TypeScript 7.0 is now the final release of the Go-powered compiler rewrite that the TypeScript team has been calling “10x faster.” However, the issue flags a significant caveat: a temporary lack of a full API means many users are recommended to stay on TypeScript 6.0 for now. That’s an unusual “ship it but don’t adopt it yet” situation worth watching.

Bun’s Rust rewrite gets a deep dive from creator Jarred Sumner. The port from Zig to Rust was assisted by multiple Claude Code instances, racking up roughly $165k in API usage. The Rust version underpins Bun 1.4, which is described as expected “any day now.”

Node.js 26.5.0 adds support for importing text files in ES modules via import attributes, plus blob.textStream(). ESLint 10.7, Storybook 10.5, and Vite DevTools 0.4 also shipped. On the security side, the jscrambler npm package suffered a supply chain attack that Socket detected within six minutes. And Vercel acquired the team behind Better Auth.

A smaller but interesting item: Ant, a JavaScript runtime written in C that ships as a 9MB binary without V8, JSC, or SpiderMonkey, and claims very short cold start times.

What it means for your config

The TypeScript 7.0 release is the one most likely to touch your project configs, but the recommendation to stay on 6.0 due to the incomplete API means tooling that depends on the TypeScript compiler API — think ESLint’s typescript-eslint, custom transformers, or build plugins — may not work correctly yet. If your tsconfig.json or CI pipelines pin a TypeScript version, don’t bump to 7.0 without checking whether your downstream tools have confirmed compatibility.

For Bun users, the Zig-to-Rust rewrite shouldn’t change your bunfig.toml or runtime config in any documented way so far — Bun 1.4 isn’t out yet, and the source doesn’t detail config-level breaking changes. Worth monitoring once the release actually drops.

Node.js 26.5’s import attributes for text files could affect how you structure module imports if you’ve been using workarounds (like fs.readFileSync) to load .txt or similar assets. The source doesn’t specify which type attribute values are supported beyond text, so check the Node.js changelog before refactoring.
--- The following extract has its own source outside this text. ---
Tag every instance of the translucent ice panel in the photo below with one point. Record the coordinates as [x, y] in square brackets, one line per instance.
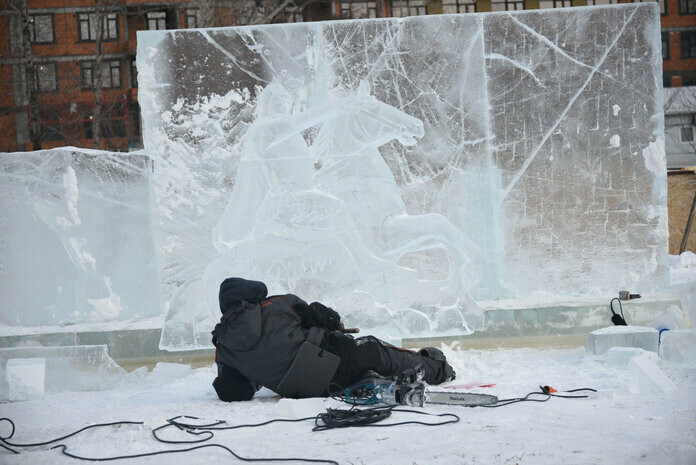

The jscrambler supply chain attack is a reminder to audit your package-lock.json and consider tools like Socket or npm audit signatures in CI. No config change per se, but if jscrambler is in your dependency tree, verify you’re on a clean version.

If you’re on TypeScript 5.x or 6.x, read the TypeScript 7.0 announcement carefully before upgrading — the performance gains are real but the API gap means your editor plugins, linters, and build tools may lag behind. For everyone else, the most actionable item this week is checking whether jscrambler appears anywhere in your lockfiles, and reviewing the full JavaScript Weekly issue for the items relevant to your stack.